乞雨(こさめ):ボクは、友達を作るのが得意じゃなかった。最初は、1人2人でも仲の良い子ができればそれでいいと思っていたけれど、教室の隅でぽつんとしていると、自然とみんなの中心にいるクラスの人気者に目がいってしまうようになった。
彼がなぜ人気なのかはすぐにわかった。それは、スポーツが得意だからだ。
そんなことで、と思われるかもしれない。でも、子供のコミュニティというのは、案外そんなものだったりするんだ。
乞雨(こさめ):ボクは彼が羨ましくて、彼のようになりたくて、………そしてサッカーを始めた。
毎日遅くまで必死に練習して、たくさん怪我もして、何度もやめたいと思ったけれど、それでも死ぬ気で練習し続けた。

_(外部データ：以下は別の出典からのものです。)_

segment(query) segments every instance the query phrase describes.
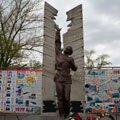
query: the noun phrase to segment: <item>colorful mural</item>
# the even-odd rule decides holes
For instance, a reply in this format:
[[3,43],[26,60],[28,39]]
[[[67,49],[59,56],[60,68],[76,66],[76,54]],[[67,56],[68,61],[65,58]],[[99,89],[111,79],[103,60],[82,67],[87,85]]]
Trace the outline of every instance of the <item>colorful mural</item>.
[[120,112],[120,70],[86,70],[87,113]]
[[0,112],[40,113],[41,70],[0,70]]

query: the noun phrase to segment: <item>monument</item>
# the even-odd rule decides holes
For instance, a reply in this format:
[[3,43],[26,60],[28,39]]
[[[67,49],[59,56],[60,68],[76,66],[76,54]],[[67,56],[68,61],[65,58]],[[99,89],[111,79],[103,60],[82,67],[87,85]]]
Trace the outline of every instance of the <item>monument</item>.
[[[53,82],[55,76],[55,16],[57,9],[45,2],[44,8],[44,43],[43,43],[43,74],[42,74],[42,100],[43,114],[56,114],[56,89]],[[64,47],[73,48],[73,59],[78,66],[77,72],[72,77],[71,111],[84,112],[84,45],[82,5],[67,12],[67,33],[63,35]],[[59,24],[59,23],[58,23]]]

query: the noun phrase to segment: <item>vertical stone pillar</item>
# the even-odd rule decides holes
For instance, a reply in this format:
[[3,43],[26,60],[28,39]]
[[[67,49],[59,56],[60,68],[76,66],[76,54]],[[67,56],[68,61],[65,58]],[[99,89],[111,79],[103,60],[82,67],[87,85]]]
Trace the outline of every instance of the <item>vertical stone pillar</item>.
[[[55,101],[55,16],[58,11],[45,2],[44,7],[44,41],[43,41],[43,72],[42,72],[42,99],[43,112],[54,111]],[[51,106],[51,107],[50,107]]]
[[71,23],[68,25],[68,31],[63,35],[64,47],[72,46],[72,57],[78,66],[78,70],[72,76],[72,111],[82,112],[84,109],[82,109],[81,106],[84,107],[85,101],[82,5],[71,9],[66,14],[67,21],[71,21]]

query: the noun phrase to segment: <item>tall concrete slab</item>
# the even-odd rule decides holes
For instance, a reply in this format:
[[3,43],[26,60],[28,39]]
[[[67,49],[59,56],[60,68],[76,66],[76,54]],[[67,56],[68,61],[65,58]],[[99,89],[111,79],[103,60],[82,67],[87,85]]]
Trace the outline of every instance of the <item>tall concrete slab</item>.
[[68,31],[63,35],[64,47],[72,46],[73,55],[78,70],[72,76],[71,101],[82,102],[84,107],[84,42],[83,42],[83,17],[82,5],[79,5],[67,13]]
[[42,99],[55,101],[55,16],[58,11],[45,2],[44,6],[44,41],[43,41],[43,72],[42,72]]

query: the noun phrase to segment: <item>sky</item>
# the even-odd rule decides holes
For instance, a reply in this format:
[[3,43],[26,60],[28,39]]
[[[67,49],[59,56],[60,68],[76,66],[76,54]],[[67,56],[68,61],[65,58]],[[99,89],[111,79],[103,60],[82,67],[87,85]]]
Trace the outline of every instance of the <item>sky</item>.
[[67,30],[66,12],[83,5],[84,49],[97,57],[108,54],[112,66],[120,66],[120,0],[46,0],[58,10],[56,22]]

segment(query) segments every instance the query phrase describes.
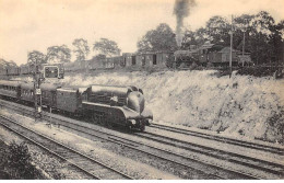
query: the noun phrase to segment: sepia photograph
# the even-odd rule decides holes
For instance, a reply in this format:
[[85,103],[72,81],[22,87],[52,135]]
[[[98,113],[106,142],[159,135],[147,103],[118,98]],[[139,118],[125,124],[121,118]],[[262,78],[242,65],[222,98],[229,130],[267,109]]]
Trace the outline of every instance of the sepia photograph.
[[0,0],[0,182],[284,179],[284,0]]

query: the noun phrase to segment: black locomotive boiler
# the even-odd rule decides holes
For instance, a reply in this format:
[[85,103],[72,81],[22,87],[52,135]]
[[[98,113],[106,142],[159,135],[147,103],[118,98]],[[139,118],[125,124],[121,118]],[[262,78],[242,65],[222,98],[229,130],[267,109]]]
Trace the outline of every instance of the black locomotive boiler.
[[[119,125],[143,131],[153,121],[145,106],[143,91],[137,87],[90,85],[62,87],[43,83],[43,105],[72,115],[88,117],[92,123]],[[0,81],[0,95],[21,102],[33,102],[33,82]]]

乞雨(こさめ):ボクは、クラスで一番サッカーが上手くなり、それだけで本当に人気者になってしまった。
乞雨(こさめ):人気者になった毎日は夢のように楽しくて、クラス中みんなが友達だった。
だから、もうスポーツを頑張らなくてもみんな友達でいてくれるんだと思った。…それで、気を抜いていたんだろう。
あまりやりがいを感じなくなったサッカーの練習中、ヘマをして右足を骨折した。試合に出られなくなったボクが、ふと周りを見たら………ボクの周りには、誰もいなくなっていた。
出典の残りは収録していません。